こちらの手順のうち推奨とされている、最後にインストールされたOSをインストール(起動時にcommand + R)のオプションでOSを再インストールしようとしました。しかし、2〜3時間経ったところで「インストールできるパッケージがありません」という言葉を残して失敗しました。

インターネットから最新のOSをインストール→成功

インターネットからインストールする別のオプションとして、最新のOSをインストールする方法があります(起動時にoption + command + R)。

トラブルを避けるため、後述の方法でデータを可能な限り外付けHDDに退避して削除した上で、この方法でインストールを開始すると…何とか成功しました。

OSが起動しないときのデータの救出方法

上記の手順を行っていた中で、本体に残っているデータを可能な限り外付けHDDにコピーする必要がありました(単にバックアップが不完全だったことと、空き容量を増やすため)。
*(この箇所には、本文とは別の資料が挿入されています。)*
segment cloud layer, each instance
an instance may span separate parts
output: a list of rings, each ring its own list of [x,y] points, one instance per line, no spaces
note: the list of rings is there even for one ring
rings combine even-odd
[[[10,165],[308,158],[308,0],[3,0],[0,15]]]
今回のようにOSが起動せずmacOSユーティリティしか表示されない場合、普段よく見るFinderは使えないので、通常の方法ではファイルのコピーはできません。この場合、macOSユーティリティが表示されている上にあるメニューバーの、ユーティリティ → ターミナルから、ターミナル(root権限のbash)を起動できます。そこからcpコマンドで外付けHDDにファイルをコピーしましょう(←こう書いて何のことか分かる人なら良いが、ターミナルを使ったことがない人(恐らく多くのユーザ)だったら詰んでたかもしれないな…)。

なお、ユーザデータは/Volumes/Macintosh HD/Users以下にあります。外付けHDDも/Volumes以下にマウントされているはずです。またディスクの空き容量を調べるdfコマンドは使用可能ですが、ディレクトリごとの使用容量を調べるduコマンドは使用不可です。

終わりに

今回、運悪くOSが壊れてしまい、しかも通常の方法では復旧できませんでした。何とか解決できましたが、今回の場合は修復までにほぼ丸一日かかりました。

実のところ、今回はディスクの空き容量が不足していたのが失敗の1つの原因でした。つい最近、新しいMacBook Airが発売され、こちらは以前のモデルに比べてディスク(SSD)の容量が増えているため、これを機会に買い換えようか検討中。

2020/5/13追記: 実際に買い替えてみました。